Than this of Juliet and her Romeo.

True words when William Shakespeare set down those lines 400 years ago and still true today. No story before or since has quite matched the tale of those star-crossed Verona teens for heartache. Romeo and Juliet are so very young, so very passionate, and so very full of promise that it makes their fate all the more senseless and heart-rendingly sad. That may be why we return to it so often and in so many ways: the play itself, Shakespeare's R&J, the ballet, the musical West Side Story, the comedies Romanoff and Juliet and Goodnight Desdemona (Good Morning Juliet), the film Romeo Must Die, and so on.

This has proven to be an exceptional season for those timeless young lovers. We've already seen a production of Shakespeare's drama at the Mary Moody Northen Theatre; a ballet choreographed by Stephen Mills at Ballet Austin; a solo performance piece by Rob Nash in which the characters from his Holy Cross High plays perform Romeo and Juliet; and, though it was not seen by the public, a workshop of Jaston Williams' comedy Romeo and Thorazine, in which inmates in a sanitarium perform you-know-what. Now comes another adaptation, this one with music and dance, closer in spirit to West Side Story, though as different from that version of R&J as it was from Shakespeare's.

Rome & Jewels is a hip-hop version of the story, set in the streets of Philly where the Caps and the Monster Qs fight for control. Rome belongs to the Monster Qs; he is its angel of death, the bringer of the ruckus, chaos, and mayhem -- that is, until he meets Jewels, a woman who introduces him to the concept of love and with it a new way of looking at life, an alternative to the gangsta life, to killing. Rome is ready to follow a path of peace, but his gang brothers Ben V and Mercutio won't have it, and the Caps won't either; they want revenge on Rome for seeing Jewels, who had been seeing Tybalt, a Cap. And that sets the stage for the inevitable conflict and tragedy with which this story always ends.
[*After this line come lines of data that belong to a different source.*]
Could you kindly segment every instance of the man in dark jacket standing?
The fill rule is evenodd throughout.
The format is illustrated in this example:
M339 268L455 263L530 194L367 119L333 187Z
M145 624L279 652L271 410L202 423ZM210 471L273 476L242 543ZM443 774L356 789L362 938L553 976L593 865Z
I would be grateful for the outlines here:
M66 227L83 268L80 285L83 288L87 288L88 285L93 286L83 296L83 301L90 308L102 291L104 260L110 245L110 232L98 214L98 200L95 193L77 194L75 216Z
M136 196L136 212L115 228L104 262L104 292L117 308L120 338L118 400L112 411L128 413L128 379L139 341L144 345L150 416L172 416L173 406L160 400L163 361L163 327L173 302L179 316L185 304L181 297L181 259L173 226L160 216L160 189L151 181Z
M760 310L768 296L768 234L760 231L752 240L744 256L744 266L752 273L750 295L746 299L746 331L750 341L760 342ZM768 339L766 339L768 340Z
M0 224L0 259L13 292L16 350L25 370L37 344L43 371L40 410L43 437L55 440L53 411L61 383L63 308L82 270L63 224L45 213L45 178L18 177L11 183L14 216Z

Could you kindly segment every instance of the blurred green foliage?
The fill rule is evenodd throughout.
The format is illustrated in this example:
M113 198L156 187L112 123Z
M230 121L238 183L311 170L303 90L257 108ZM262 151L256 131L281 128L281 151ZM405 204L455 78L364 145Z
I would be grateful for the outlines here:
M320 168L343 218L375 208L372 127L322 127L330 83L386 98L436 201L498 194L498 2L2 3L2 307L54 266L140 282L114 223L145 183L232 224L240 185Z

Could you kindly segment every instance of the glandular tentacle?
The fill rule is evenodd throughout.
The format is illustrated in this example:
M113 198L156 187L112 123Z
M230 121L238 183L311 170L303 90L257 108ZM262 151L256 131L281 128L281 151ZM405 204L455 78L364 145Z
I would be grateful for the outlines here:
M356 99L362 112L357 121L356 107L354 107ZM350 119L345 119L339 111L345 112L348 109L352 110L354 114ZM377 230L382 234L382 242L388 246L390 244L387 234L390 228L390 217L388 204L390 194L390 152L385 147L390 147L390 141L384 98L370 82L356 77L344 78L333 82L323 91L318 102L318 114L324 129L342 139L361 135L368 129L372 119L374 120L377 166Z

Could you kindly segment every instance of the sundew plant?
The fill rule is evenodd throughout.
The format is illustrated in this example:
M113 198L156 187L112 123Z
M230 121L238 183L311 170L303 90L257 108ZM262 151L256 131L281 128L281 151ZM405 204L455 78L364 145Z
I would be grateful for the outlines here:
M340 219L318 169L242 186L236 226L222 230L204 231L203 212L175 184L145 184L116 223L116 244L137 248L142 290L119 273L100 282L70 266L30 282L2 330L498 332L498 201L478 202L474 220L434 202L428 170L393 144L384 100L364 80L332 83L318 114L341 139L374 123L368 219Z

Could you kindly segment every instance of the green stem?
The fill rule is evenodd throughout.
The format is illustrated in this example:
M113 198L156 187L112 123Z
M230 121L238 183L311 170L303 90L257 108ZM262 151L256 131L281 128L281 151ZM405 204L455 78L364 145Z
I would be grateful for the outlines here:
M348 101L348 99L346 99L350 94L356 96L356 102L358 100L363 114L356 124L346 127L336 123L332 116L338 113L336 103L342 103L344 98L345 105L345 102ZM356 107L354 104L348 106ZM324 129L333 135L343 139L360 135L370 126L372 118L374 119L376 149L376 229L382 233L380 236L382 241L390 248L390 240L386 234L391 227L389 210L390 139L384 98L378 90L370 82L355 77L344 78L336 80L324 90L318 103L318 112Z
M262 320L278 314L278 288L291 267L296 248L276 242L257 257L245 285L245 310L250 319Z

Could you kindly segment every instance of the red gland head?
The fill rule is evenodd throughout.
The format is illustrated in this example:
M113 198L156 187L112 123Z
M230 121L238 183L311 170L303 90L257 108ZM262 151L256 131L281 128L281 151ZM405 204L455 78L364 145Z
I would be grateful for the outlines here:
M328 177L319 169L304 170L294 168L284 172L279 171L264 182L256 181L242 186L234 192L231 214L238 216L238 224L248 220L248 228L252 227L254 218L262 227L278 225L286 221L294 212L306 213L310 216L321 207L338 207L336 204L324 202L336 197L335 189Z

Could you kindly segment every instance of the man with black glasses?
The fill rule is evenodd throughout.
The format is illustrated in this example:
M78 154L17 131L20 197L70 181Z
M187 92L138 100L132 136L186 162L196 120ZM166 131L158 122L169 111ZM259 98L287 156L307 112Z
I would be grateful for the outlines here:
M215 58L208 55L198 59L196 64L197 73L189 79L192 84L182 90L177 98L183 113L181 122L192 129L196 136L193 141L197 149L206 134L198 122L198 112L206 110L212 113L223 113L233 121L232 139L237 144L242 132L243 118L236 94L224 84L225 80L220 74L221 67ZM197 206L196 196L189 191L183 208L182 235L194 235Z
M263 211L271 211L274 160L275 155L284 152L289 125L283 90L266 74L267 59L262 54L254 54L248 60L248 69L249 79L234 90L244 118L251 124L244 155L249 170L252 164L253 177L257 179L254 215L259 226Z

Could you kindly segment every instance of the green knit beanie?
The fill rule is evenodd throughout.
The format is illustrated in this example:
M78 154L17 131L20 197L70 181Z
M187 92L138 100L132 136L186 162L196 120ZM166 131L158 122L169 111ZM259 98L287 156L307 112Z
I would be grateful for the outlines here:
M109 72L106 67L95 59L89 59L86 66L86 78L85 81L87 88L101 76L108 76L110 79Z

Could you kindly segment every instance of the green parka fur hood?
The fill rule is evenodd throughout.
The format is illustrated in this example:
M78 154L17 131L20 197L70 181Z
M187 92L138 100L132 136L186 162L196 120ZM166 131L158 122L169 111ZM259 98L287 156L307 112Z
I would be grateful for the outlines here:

Choreographer Rennie Harris is the force behind this new adaptation, which was co-commissioned by the University of Texas Performing Arts Center. He draws on his own experiences in the neighborhoods of inner-city Philadelphia to shape the world in which his young lovers come together, and he directs a corps of powerfully talented artists (members of his company Rennie Harris Puremovement) to give this contemporary street story not only an authentic voice but some dynamic moves, via an amazing array of choreographed hip-hop spins, breaks, and jumps. It's a piece very much of our times, with a raw spirit much like West Side Story had when it debuted. And yet under its up-to-the-minute urban skin beats the same heart as in Shakespeare's play. In fact, Harris liberally incorporates the Bard's poetry into his text, finding in it a kindred rhythm and form of expression to rap. It offers proof, as West Side Story did a couple of generations ago, that the streets may be different, the slang may change, but the love shared by Romeo and Juliet still speaks to us. They die, but it lives on.